Royal : la “femme debout” est devoilée au fil des pages
Pour dépasser la barrière du discours de Ségolène Royal et essayer de mieux la comprendre, « Femme Debout », livre d’entretien, est un outil inédit et déroutant.
Ségolène Royal est complexe. Françoise Degois, journaliste politique à France Inter, s’est entretenue douze fois avec elle. Son livre fait pénétrer le lecteur dans l’esprit de la « reine du Poitou ». Son personnage, « kaléidoscope », est pour elle un « tourbillon permanent qui emporte, agace et désarçonne ». Une femme au « courage à tout épreuve, toujours dans le coup d’après », mais à la « désorganisation mortelle ».
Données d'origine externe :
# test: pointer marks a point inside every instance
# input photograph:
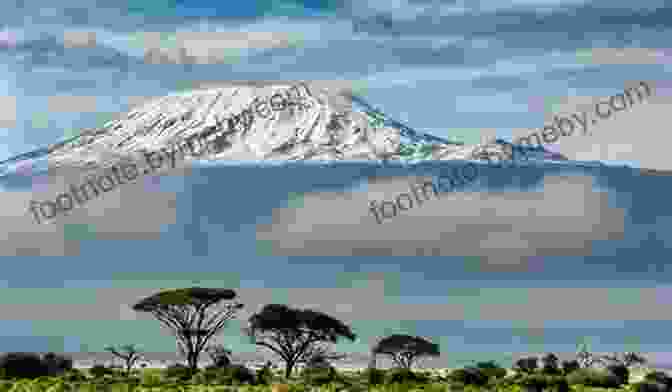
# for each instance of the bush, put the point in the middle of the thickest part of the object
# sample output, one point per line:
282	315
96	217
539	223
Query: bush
56	364
234	374
651	386
23	365
178	371
491	369
402	376
74	375
375	376
264	375
570	366
469	376
621	371
526	365
594	378
658	377
550	364
99	371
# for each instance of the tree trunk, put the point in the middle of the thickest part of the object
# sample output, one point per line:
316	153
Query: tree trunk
192	359
288	369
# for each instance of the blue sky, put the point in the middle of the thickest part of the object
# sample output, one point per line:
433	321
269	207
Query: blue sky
458	69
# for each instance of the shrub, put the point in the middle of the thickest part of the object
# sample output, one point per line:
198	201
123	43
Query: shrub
56	364
229	375
178	371
570	366
469	376
621	371
658	377
98	371
491	369
650	386
23	365
405	376
74	375
594	378
151	379
375	376
265	375
526	365
550	364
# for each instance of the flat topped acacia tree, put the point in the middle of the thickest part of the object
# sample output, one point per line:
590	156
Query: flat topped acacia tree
405	349
295	334
190	314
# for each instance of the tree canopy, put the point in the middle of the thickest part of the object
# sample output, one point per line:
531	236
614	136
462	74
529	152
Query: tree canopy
187	313
295	334
405	349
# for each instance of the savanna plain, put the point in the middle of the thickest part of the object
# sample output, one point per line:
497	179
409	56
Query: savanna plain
301	340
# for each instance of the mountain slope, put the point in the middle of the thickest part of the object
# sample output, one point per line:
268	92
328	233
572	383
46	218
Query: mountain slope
262	122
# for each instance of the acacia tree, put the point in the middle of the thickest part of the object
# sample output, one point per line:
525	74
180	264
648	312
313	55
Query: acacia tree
190	316
219	355
127	353
405	349
295	334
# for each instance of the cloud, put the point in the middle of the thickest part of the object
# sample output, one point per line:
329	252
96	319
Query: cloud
504	229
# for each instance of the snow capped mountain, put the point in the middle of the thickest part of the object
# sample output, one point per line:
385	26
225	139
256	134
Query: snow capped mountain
264	122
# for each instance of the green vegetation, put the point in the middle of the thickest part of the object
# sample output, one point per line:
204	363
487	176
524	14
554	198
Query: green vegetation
303	336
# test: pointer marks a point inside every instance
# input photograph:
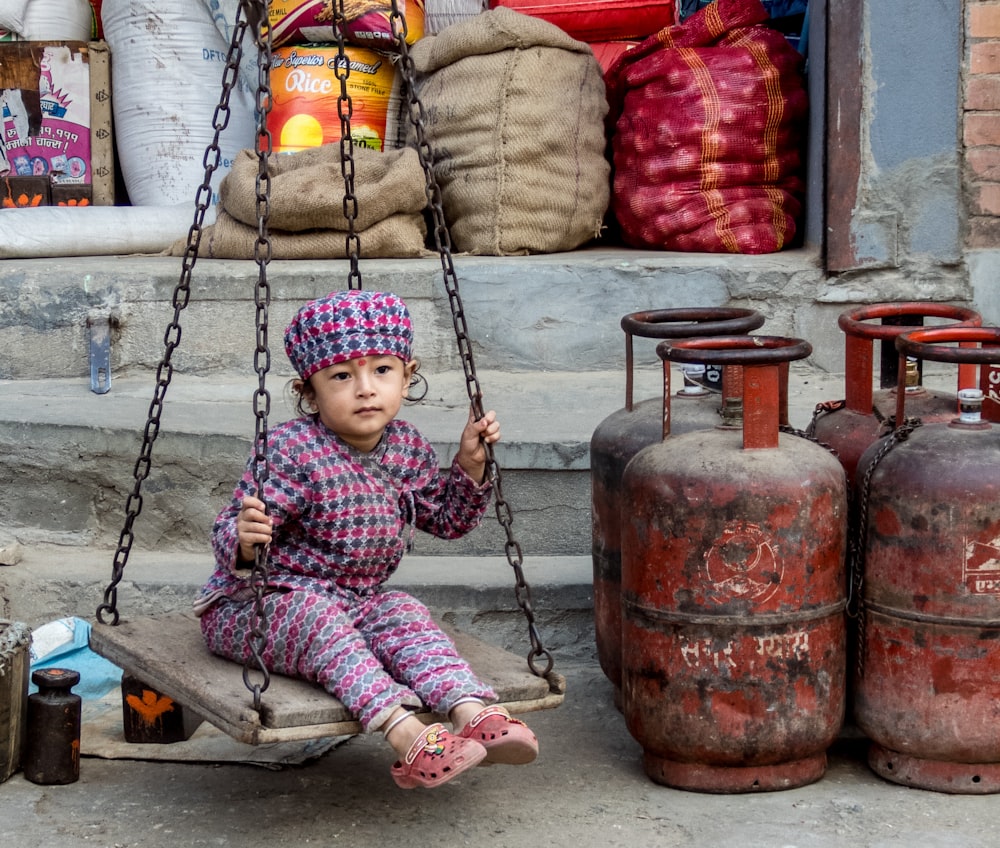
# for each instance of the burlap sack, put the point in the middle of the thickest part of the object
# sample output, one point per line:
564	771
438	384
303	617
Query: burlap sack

Les deux femmes entretiennent une relation à la fois complice et tendue. Pour la journaliste, Ségolène Royal est faite du « même bois » que Mitterrand, Chirac et Sarkozy. Tout du moins, elle en a l’égo. Ce qui lui fait déclarer : « Je ferais un très bon chef d’Etat. » Car même de façon ingénue, les 275 pages du livre sont constellées de touches mégalomanes et loufoques :
« Il y aurait un cataclysme, je ne serais pas à la rue. Je serais leader. Quand le soleil se coucherait, je dirais, on va se coucher. Quand le soleil se lèverait, on irait travailler.
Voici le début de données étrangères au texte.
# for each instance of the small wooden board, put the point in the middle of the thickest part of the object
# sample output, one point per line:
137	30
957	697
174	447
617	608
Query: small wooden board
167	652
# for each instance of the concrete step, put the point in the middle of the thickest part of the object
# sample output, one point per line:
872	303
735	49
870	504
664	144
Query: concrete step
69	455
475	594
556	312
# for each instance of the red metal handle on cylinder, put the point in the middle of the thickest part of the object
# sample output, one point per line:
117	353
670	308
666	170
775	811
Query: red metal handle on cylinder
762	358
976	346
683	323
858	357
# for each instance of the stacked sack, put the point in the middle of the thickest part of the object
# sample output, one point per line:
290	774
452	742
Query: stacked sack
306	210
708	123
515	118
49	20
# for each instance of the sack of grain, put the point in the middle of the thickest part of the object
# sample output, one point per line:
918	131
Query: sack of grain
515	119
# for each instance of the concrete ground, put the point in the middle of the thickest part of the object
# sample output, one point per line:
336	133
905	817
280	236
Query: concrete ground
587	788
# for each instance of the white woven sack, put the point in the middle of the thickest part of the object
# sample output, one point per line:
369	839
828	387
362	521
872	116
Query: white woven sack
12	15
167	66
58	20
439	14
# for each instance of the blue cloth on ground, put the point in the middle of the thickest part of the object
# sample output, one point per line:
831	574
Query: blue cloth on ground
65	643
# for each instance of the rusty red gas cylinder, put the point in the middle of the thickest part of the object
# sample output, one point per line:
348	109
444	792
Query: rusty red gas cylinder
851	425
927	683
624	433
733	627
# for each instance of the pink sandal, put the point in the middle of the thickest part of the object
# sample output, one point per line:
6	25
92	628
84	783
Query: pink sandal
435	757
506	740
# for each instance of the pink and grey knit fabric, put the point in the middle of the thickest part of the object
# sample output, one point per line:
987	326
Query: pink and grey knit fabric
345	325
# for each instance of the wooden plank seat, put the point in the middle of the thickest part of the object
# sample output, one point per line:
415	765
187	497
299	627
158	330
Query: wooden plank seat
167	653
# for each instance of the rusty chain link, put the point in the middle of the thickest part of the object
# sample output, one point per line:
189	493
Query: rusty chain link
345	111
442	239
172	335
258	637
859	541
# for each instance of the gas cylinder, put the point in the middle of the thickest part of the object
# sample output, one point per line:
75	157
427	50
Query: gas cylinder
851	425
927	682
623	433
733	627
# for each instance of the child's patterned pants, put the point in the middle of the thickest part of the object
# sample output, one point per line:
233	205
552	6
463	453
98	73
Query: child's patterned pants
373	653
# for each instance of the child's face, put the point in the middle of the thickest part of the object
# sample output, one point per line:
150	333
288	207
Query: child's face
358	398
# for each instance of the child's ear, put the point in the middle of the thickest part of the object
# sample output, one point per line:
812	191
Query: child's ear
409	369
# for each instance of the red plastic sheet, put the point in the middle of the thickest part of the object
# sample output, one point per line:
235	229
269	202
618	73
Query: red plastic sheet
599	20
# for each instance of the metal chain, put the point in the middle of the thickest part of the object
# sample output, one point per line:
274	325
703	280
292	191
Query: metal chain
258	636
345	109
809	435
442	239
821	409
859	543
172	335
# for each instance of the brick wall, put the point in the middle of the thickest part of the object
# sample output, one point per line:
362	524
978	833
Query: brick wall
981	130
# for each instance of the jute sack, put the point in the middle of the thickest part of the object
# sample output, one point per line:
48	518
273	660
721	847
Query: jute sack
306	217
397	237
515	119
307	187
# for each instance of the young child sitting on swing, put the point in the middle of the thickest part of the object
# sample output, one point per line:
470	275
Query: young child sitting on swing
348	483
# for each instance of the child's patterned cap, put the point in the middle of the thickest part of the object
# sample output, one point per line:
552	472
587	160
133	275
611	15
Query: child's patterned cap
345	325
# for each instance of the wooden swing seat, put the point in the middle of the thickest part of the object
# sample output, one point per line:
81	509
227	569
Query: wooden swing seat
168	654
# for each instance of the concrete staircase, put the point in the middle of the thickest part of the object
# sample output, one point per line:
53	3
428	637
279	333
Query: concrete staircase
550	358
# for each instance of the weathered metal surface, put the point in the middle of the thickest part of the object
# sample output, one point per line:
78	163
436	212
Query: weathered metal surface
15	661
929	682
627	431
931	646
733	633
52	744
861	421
« La terre est un petit caillou et moi je veux utiliser ma vie [...] pour changer ce monde. [...] Je ne sais pas si mon meilleur spin doctor, ça n’est pas moi même. Obama n’a rien inventé. La France et le parti n’étaient pas prêts. La prochaine fois, ils le seront. »
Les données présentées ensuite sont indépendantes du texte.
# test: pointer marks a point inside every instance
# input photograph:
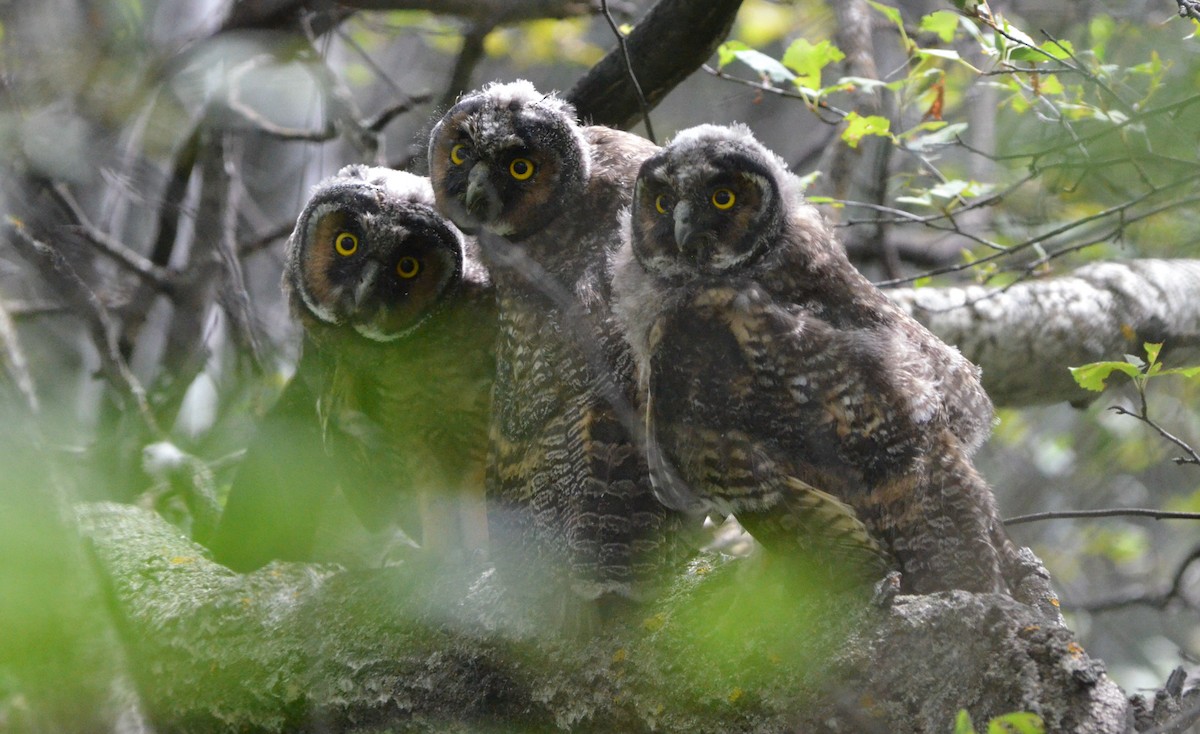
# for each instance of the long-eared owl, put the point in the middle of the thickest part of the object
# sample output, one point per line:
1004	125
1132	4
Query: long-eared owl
784	387
391	395
568	486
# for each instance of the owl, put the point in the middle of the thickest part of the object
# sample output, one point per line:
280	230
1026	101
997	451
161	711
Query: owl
783	387
391	396
569	497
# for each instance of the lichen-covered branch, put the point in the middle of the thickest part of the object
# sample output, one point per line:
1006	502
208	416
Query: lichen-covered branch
1027	335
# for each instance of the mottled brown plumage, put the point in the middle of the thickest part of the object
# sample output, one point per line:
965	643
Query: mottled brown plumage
569	497
395	375
785	389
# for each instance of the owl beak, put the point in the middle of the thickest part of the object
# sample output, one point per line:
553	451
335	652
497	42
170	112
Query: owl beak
479	191
366	282
684	232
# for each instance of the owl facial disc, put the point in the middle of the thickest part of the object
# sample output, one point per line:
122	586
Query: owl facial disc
508	160
373	254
Royal rode ses concepts et se prépare ouvertement pour 2012. Elle défend son « ordre juste » relifté en « force douce ». Elle répète vouloir être un remède au « dessèchement » de la politique. Surtout, elle se positionne lentement sur un créneau porteur : l’écologie. Elle projette ainsi de faire un documentaire sur le réchauffement climatique comme l’a fait Al Gore avec son film « une vérité qui dérange ».
Pourtant, la chef de file des comités Désirs d’avenirs se vante : « J’ai parfois dix trains d’avance, les autres galopent derrière. »
Une « sagesse en fonction des situations »
Elle cite aussi René Char : « Tous ceux qui me critiquent feront pareil dans quelques années. » Et rajoute, provocatrice : « Ça n’est pas ma faute si je donne des boutons aux aigris »
Pour Françoise Degois, « il n’est pas né celui qui lui fera admettre qu’elle s’est peut être trompée. » L’ancienne candidate explique ainsi son échec : « J’aurais eu les mêmes moyens que Sarkozy, j’étais élue haut la main. Mais je combattais avec une fourchette et eux avec des bazookas. » Interrogée sur les moments de confusion de la campagne présidentielle, Royal évoque une « sagesse en fonction des situations ».
Sans se remettre en cause, Ségolène Royal n’a pas de mots assez durs sur la direction du Parti socialiste : « Ils m’ont laissé seuls pendant la campagne car ils ne supportaient pas d’être battus à la régulière par la boniche. » Elle poursuit, avec un humour provocateur :
« Au PS, si on continue comme ça on finira en squelette. On en est déjà quasi à l’os. Ou au trognon. Au moins, c’est biodégradable. »
L’ex-candidate arrive juste à admettre sa « voix de crécelle ». Car même sa mère lui recommande de poursuivre ses efforts pour s’améliorer dans ses discours.
François Degois enrobe ses entretiens de beaux textes de décryptages qu’elle appelle des « rampes ». Dans l’un d’entre eux, on apprend que Ségolène Royal est capable de lucidité et, le 8 août 2008, de douter profondément. Chose rare, elle dépose « l’armure ». Démontrant le « sens politique » dont elle se vante, Royal prédit : « Si je prends au final la décision d’aller au congrès, ils me battront et je veux qu’ils me battent. Je veux qu’ils assument jusqu’au bout. »
Sa conclusion : « La prochaine fois, il ne faut pas se louper. Alors je me structure. Je m’organiserai mieux. » Comme si 2007 n’avait été qu’un brouillon.
- Ségolène Royal femme debout, de Françoise Degois. Ed. Denoël, 275 pages, 19 euros.